“Educazione siberiana” al Piccolo Eliseo di Roma

Il primo romanzo di Nicolai Lilin, “Educazione siberiana”, uscito nel 2009 è ben presto diventato un caso letterario, tradotto in 19 lingue è stato venduto in ben 24 paesi stranieri.
Sull’onda di questo successo travolgente, nel 2013 ne è stato tratto un film, diretto da Gabriele Salvatores; quest’anno se ne ha la prima trasposizione teatrale. Ad opera del collettivo NestT (per esteso Napoli est Teatro), coprodotto dalla Fondazione del Teatro Stabile di Torino, dal Teatro Metastasio Stabile della Toscana e da Emilia Romagna Teatro Fondazione, “Educazione siberiana” va in scena al Piccolo Eliseo di Roma fino al 16 febbraio. Questa sarà solo la prima tappa di una tournée che vedrà impegnati gli attori fino alla seconda metà di Marzo, portando lo spettacolo in tutta Italia. L’opera è stata riadattata nella veste teatrale grazie all’idea di Francesco Di Leva e Adriano Pantaleo, attraverso il lavoro congiunto dello stesso autore del testo e del direttore del collettivo NestT, Giuseppe Miale di Mauro, responsabile anche della regia.

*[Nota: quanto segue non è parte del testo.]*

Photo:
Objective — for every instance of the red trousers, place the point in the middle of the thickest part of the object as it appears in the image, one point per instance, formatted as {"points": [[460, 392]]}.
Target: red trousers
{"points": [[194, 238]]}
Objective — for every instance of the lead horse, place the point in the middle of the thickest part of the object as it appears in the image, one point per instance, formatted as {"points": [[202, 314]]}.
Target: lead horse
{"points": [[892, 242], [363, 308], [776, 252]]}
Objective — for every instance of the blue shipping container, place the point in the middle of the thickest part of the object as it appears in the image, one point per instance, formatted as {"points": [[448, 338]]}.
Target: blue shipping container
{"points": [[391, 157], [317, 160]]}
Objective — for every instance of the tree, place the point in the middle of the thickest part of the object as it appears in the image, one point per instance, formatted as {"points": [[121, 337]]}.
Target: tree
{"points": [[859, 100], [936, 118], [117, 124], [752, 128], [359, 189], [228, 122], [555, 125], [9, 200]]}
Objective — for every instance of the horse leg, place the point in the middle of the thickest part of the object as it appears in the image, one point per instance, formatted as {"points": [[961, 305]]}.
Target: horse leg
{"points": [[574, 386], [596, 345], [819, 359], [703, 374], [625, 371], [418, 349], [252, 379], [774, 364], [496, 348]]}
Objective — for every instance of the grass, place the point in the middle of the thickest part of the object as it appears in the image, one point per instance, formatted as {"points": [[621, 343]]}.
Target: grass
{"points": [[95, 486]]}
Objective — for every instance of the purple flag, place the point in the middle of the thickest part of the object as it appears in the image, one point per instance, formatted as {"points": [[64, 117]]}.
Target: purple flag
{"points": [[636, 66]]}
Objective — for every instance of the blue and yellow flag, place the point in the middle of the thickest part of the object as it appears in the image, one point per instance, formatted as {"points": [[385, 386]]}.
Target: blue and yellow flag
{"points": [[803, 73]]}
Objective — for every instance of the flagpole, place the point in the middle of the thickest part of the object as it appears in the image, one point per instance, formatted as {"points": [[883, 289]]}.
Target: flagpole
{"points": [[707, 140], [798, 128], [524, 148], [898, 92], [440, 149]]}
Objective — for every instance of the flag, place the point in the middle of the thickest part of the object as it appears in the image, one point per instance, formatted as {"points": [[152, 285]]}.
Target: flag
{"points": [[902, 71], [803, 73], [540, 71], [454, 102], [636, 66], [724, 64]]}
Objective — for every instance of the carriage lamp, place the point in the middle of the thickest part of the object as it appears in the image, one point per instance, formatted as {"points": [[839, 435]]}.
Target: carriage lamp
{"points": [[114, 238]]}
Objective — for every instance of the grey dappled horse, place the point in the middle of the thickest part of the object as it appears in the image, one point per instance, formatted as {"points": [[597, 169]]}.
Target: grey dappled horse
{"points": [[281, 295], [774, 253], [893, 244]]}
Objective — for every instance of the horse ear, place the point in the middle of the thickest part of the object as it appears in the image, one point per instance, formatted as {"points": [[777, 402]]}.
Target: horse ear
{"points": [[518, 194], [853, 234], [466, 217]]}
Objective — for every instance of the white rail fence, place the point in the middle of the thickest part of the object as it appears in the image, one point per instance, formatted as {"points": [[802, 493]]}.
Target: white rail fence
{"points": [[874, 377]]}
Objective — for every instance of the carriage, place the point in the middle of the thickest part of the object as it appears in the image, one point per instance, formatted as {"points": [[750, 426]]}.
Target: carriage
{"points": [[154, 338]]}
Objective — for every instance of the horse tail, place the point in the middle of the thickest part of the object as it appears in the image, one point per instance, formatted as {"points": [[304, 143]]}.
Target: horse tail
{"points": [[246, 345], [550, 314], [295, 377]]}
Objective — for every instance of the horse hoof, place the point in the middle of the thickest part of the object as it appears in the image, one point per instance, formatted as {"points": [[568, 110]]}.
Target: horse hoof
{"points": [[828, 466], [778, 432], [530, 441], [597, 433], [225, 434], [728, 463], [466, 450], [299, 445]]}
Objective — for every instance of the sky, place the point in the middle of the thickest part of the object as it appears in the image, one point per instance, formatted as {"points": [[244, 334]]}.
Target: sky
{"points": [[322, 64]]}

Lo spettacolo trasporta il pubblico per l’intera sua durata, circa 1 ora e mezza, in uno sperduto villaggio dell’ex Unione Sovietica, nella remota regione della Transnistria. Qui vive una comunità di ribelli, ultimi discendenti di una antica stirpe guerriera: gli Urka siberiani, che si definiscono orgogliosamente “criminali onesti”.
La scenografia molto curata, così come le luci e le musiche, riescono a coinvolgere e stupire lo spettatore, restituendo l’immagine dell’habitat naturale dei protagonisti; questi trascorrono la loro quotidianità tra l’ambiente domestico, i dintorni del quartiere di Fiume basso e la galera.
Alcuni elementi fondamentali dominano la scena: armi, tatuaggi e icone sacre. I “criminali onesti” vivono impegnati in una lotta continua contro la corruzione esterna, materiale e non, cercando di salvaguardare un’etica ferrea, incentrata sui valori della condivisione dei beni e della lealtà, e alimentata dalla fede, dalla devozione per il divino, così come dall’odio brutale per la polizia. Senza riconoscersi nello Stato di cui fanno parte, ne nelle sue leggi ne tanto meno nei loro esecutori, questi criminali vivono una vita da esiliati, paladini del bene in un mondo alla deriva. Intenti nel preservare la precaria esistenza della loro realtà quotidiana, osservano, quasi maniacalmente, regole e codici di comportamento, ricoprendosi il corpo di tatuaggi che ne raccontano la storia, ne rappresentano l’essenza.
Questa rigida struttura non può però nulla contro la sete di denaro, la brama di successo, il richiamo della modernità che la penetra, distruggendola dall’interno. In un climax drammaturgico ascendente la storia si conclude con un’escalation di violenza, che accompagna la scomparsa uno ad uno dei vari personaggi; questi magistralmente interpretati da Luigi Diberti, Elsa Bossi, Ivan Castiglione, Francesco Di Leva, Giuseppe Gaudino, Stefano Meglio, Adriano Pantaleo e Andrea Vellotti.
A prescindere dal giudizio sull’opera di Lilin, così come sulla fedeltà o meno dell’adattamento teatrale, lo spettacolo rappresenta un ottimo esempio di cosa voglia dire fare teatro.